Lees takes a big-picture perspective at the insurance giant, where she’s taken apart and redesigned a 656-lawyer, 1,300-employee team. “By putting some larger blocks of work together, we opened up the opportunity for cross-training and development of our lawyers,” said Lees, who also serves as executive vice president and secretary of the $34.5 billion company.
Merging groups of lawyers who worked on Allstate’s life business with those who served property and casualty, plus trademark and marketing team lawyers, was a key step. Other changes included combining all litigation teams in a group with the document-production team and bringing all transactional lawyers into one group.
Outside counsel is sold on the plan. Lees’ changes have reduced bureaucracy and silos in the department, said John Schwolsky, co-chairman of the corporate insurance and regulatory group at New York-based Willkie Farr & Gallagher. Schwolsky handles capital markets, governance and transactional work for the company.
“By putting lawyers closer to the client, she’s basically creating a situation where a decision loop is much shorter, so decisions can be made more quickly and more responsively,” Schwolsky said.

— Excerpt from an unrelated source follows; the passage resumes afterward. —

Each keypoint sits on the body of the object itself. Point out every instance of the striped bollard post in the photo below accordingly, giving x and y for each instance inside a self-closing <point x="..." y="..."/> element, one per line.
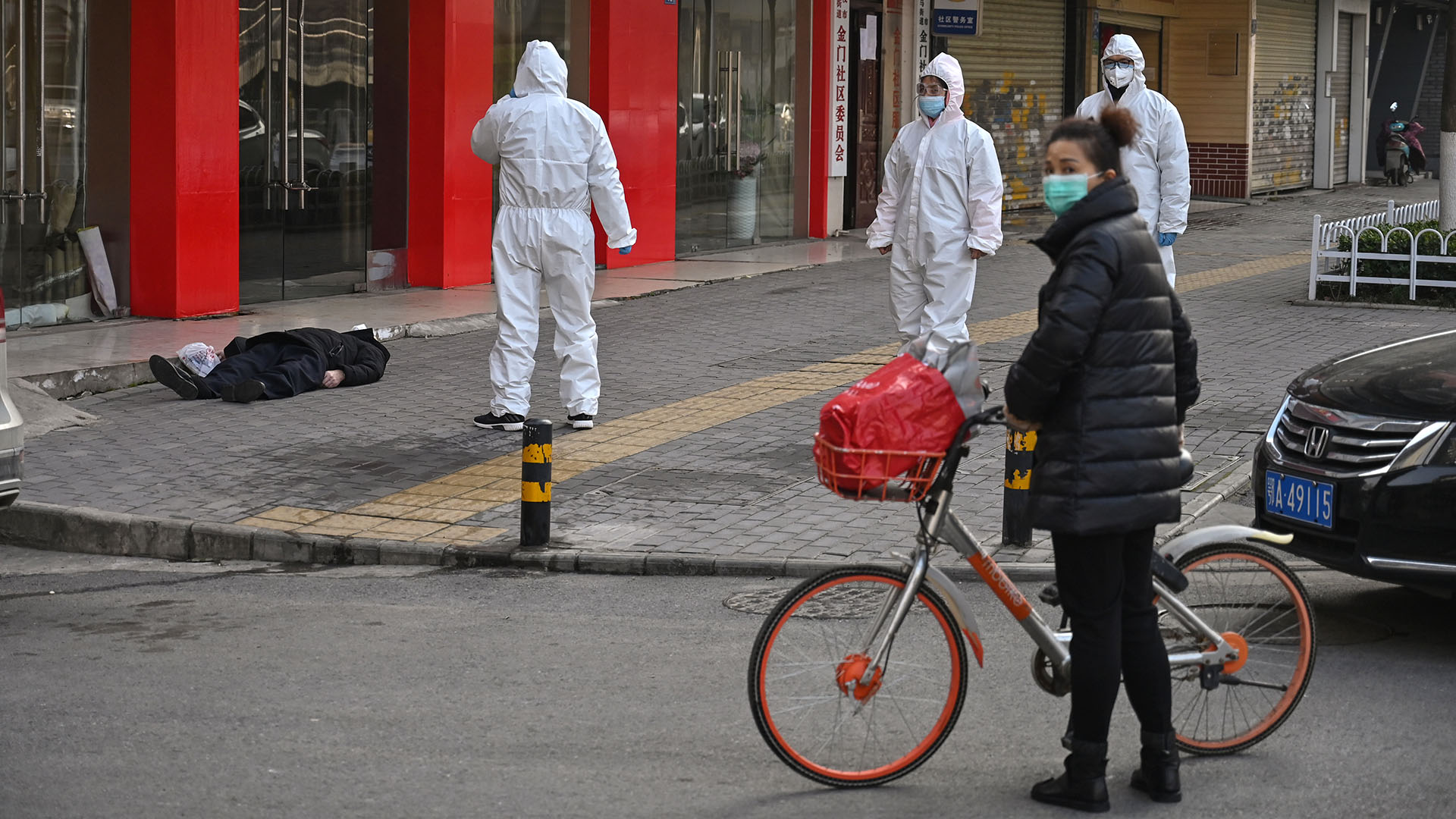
<point x="1015" y="510"/>
<point x="536" y="484"/>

Lees is enhancing her team’s expertise through new training programs. She’s implemented a two-year core training program in legal issues related to the insurance business, offered in quarterly modules. Another is a “6 in 60 Program,” in which six lawyers each give 10-minute talks about key legal developments. That’s done three times per year, to expose lawyers to hot-button issues and provide them with speaking opportunities. “They’re really so beneficial when you have a large group of lawyers and you just want people to be aware of issues,” Lees said.
The changes Lee has implemented mostly affect the 110 lawyers at Allstate’s headquarters. The company’s field lawyers or retained counsel located elsewhere primarily defend lawsuits filed against Allstate’s insureds.
Allstate taps outside counsel to handle any litigation for or against the company and any international work. It also uses outside firms to supplement inside lawyers’ expertise in investment transactions, major business deals and securities work.
With the reorganization accomplished, Lees is tackling new challenges, including diversity. All­state is switching from its own diversity scorecard for outside firms to the scorecard developed by the Minority Corporate Counsel Association. “We like our matters staffed with diverse attorneys, but as far as tracking and statistics, it’s a work in progress,” Lees said.
Pro bono is also encouraged but not mandatory, she said. Still, Allstate consistently helps two Chicago entities: the Center for Disability & Elder Law in drafting wills and Carbrini Green Legal Aid for client clemency petitions and its criminal records expungement help desk.
Allstate doesn’t tally pro bono hours but Lees is considering changes there, too. “When you take over something that you’ve been part of for a long time, you’re faced with the opportunity to shape things,” she said.
Name of company: The Allstate Corp.
Headquarters: Northbrook, Ill.
No. of lawyers in Chicago area: 110
No. of U.S. lawyers outside Chicago: 545
No. of lawyers outside U.S.: 1
General counsel: Susie Lees
KEYS TO SUCCESS
► Job One is protecting the company’s reputation. Your job goes beyond interpreting the law; you have to think about the impact to customers, employees and shareholders.
► You have to learn to walk in your own shoes. You have to understand who you are and what you do well.
► You have to be an aggressive time manager. You have to be ruthless about your time, particularly, as a general counsel.